Nestlé Water Grab a Bad Deal for Oregon

Since 2008, Nestlé has been in negotiations with the city of Cascade Locks and the Oregon Dept. of Fish and Wildlife for water from the Oxbow Springs in the Columbia River Gorge. Nestlé wants to bottle the spring water under the Arrowhead brand. How bad does Nestlé want Oregon's water and the profits that spring from them? Bad enough to endure years of public outcry.

The company, known for chocolate milk and candy bars in the U.S., is in fact the largest food company in the world and also the world's number one bottled water company. It had annual revenue of about $92.9 billion in 2015, and of that, $7.4 billion was from water. It is one of the most profitable corporations on the planet.

Nestlé came to Oregon using the same quick and quiet methods it found successful in other states to secure the water. Former Gov. Ted Kulongoski did not object and ODFW, holding the water rights to Oxbow, agreed to exchange rights with the city of Cascade Locks to make the deal possible. Nestlé's aim is to bottle and truck out 100 million gallons of the spring water per year.

The Swiss multinational then tried to speed up the deal by going above the permitting process with a permanent water rights transfer from ODFW, avoiding consideration of the impact on the public. That almost worked, but at last Gov. Kate Brown stepped in and took an interest in the larger ramifications to Oregonians. Specifically, whether and how Oregon should relinquish public water rights and natural resources.

Nestlé's annual water sales of $7.4 billion represented an operating profit margin of 11.2 percent in 2015 as demand reached an all-time high in the U.S. with 10 billion gallons sold.
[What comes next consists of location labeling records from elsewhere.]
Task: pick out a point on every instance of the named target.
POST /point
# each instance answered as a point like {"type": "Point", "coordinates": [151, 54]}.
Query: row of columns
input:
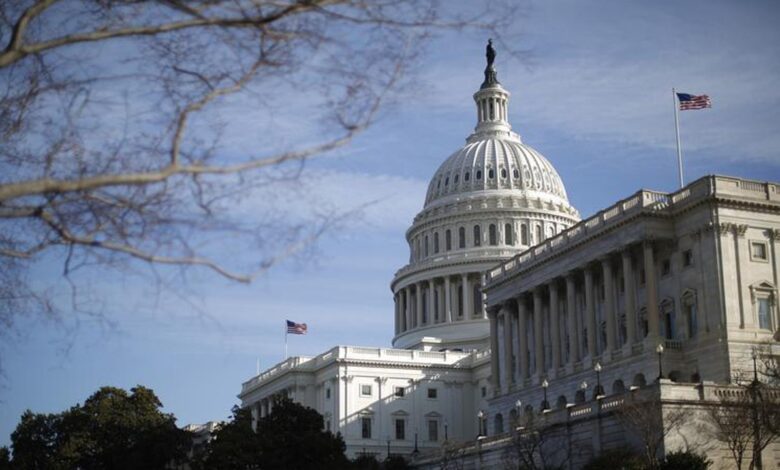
{"type": "Point", "coordinates": [551, 289]}
{"type": "Point", "coordinates": [409, 303]}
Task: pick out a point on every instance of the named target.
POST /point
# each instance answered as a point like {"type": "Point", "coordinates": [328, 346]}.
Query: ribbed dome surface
{"type": "Point", "coordinates": [498, 163]}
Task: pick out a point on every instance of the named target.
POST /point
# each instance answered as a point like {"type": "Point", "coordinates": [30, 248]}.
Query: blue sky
{"type": "Point", "coordinates": [592, 94]}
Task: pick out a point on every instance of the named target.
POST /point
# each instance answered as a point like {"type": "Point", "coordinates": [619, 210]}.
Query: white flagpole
{"type": "Point", "coordinates": [677, 130]}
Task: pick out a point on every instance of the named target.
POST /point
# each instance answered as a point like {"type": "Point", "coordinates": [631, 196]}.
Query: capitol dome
{"type": "Point", "coordinates": [490, 200]}
{"type": "Point", "coordinates": [495, 164]}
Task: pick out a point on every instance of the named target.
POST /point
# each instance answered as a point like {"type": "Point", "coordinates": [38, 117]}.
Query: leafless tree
{"type": "Point", "coordinates": [114, 113]}
{"type": "Point", "coordinates": [746, 421]}
{"type": "Point", "coordinates": [536, 445]}
{"type": "Point", "coordinates": [650, 420]}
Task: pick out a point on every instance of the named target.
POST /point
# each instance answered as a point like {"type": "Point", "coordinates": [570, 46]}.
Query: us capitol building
{"type": "Point", "coordinates": [512, 306]}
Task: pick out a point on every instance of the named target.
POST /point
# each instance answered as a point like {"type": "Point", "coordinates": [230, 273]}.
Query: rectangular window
{"type": "Point", "coordinates": [433, 430]}
{"type": "Point", "coordinates": [758, 251]}
{"type": "Point", "coordinates": [400, 429]}
{"type": "Point", "coordinates": [763, 314]}
{"type": "Point", "coordinates": [687, 258]}
{"type": "Point", "coordinates": [365, 424]}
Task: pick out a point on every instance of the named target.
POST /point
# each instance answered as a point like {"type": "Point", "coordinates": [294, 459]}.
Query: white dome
{"type": "Point", "coordinates": [496, 164]}
{"type": "Point", "coordinates": [492, 199]}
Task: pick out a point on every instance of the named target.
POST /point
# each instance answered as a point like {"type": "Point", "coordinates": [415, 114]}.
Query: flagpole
{"type": "Point", "coordinates": [677, 131]}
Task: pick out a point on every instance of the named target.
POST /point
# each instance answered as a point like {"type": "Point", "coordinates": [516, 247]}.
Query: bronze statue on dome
{"type": "Point", "coordinates": [490, 53]}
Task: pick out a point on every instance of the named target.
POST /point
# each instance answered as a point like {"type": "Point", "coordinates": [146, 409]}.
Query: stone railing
{"type": "Point", "coordinates": [305, 364]}
{"type": "Point", "coordinates": [641, 201]}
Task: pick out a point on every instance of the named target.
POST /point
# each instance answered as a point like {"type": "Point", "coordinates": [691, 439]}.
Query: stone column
{"type": "Point", "coordinates": [507, 349]}
{"type": "Point", "coordinates": [494, 370]}
{"type": "Point", "coordinates": [468, 304]}
{"type": "Point", "coordinates": [651, 294]}
{"type": "Point", "coordinates": [419, 304]}
{"type": "Point", "coordinates": [571, 311]}
{"type": "Point", "coordinates": [522, 338]}
{"type": "Point", "coordinates": [590, 314]}
{"type": "Point", "coordinates": [538, 334]}
{"type": "Point", "coordinates": [408, 294]}
{"type": "Point", "coordinates": [447, 300]}
{"type": "Point", "coordinates": [609, 307]}
{"type": "Point", "coordinates": [630, 298]}
{"type": "Point", "coordinates": [431, 293]}
{"type": "Point", "coordinates": [397, 322]}
{"type": "Point", "coordinates": [555, 330]}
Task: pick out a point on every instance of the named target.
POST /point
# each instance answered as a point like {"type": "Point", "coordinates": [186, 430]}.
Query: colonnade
{"type": "Point", "coordinates": [538, 323]}
{"type": "Point", "coordinates": [438, 300]}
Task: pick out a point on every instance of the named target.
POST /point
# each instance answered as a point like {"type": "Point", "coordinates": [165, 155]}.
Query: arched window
{"type": "Point", "coordinates": [561, 403]}
{"type": "Point", "coordinates": [476, 296]}
{"type": "Point", "coordinates": [642, 322]}
{"type": "Point", "coordinates": [492, 234]}
{"type": "Point", "coordinates": [498, 424]}
{"type": "Point", "coordinates": [689, 313]}
{"type": "Point", "coordinates": [639, 380]}
{"type": "Point", "coordinates": [668, 320]}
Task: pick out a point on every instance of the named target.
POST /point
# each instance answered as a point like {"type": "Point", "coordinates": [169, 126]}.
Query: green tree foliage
{"type": "Point", "coordinates": [291, 437]}
{"type": "Point", "coordinates": [685, 460]}
{"type": "Point", "coordinates": [112, 429]}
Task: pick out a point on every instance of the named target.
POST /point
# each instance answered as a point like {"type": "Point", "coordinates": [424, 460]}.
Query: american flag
{"type": "Point", "coordinates": [296, 328]}
{"type": "Point", "coordinates": [693, 102]}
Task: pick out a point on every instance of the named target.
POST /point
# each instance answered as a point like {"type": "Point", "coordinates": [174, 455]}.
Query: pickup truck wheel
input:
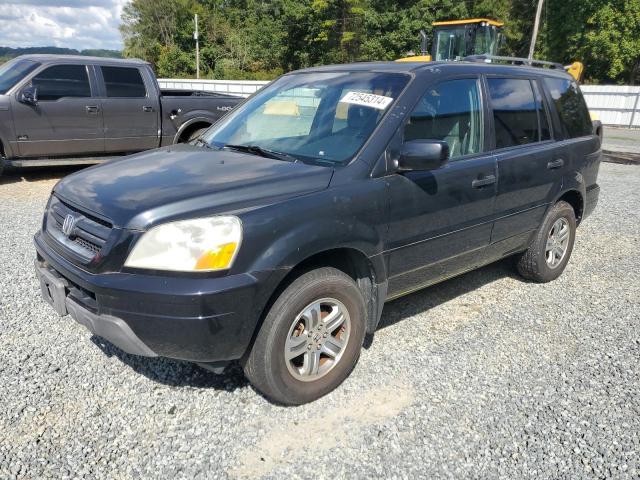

Nestlé will continue to make a killing selling bottled water and can afford to take the long view on these local deals. In fact, Nestlé has continued its pursuit despite public protests, tribal water treaties, and now a ballot measure to block large scale bottling supported by 100 local businesses and farmers. (Measure 14-55 will be on the May 17 ballot in Hood River County.)

Nestlé is in for the long haul and will wait for its money to speak loudly enough in Salem. It has hired lobbyist Rebecca Tweed, who has worked on more than 40 political campaigns in Oregon and in 2010, was the political director for the Oregon House Republican Caucus. It would be an understatement to say she is well-connected. The fact that Nestlé has annual revenue more than triple the state of Oregon's annual budget, means that it can and will sustain a long battle.

Selling water is a multibillion-dollar business. Large corporations budget for lawsuits and target locations, such as Cascade Locks, which may be willing to sacrifice natural resources for a handful of jobs and some property tax revenue. Oregon doesn't need economic development this badly (amounting to 50 minimum wage jobs). Oregon has more at stake than Nestlé does, and water is of long-term importance to the state.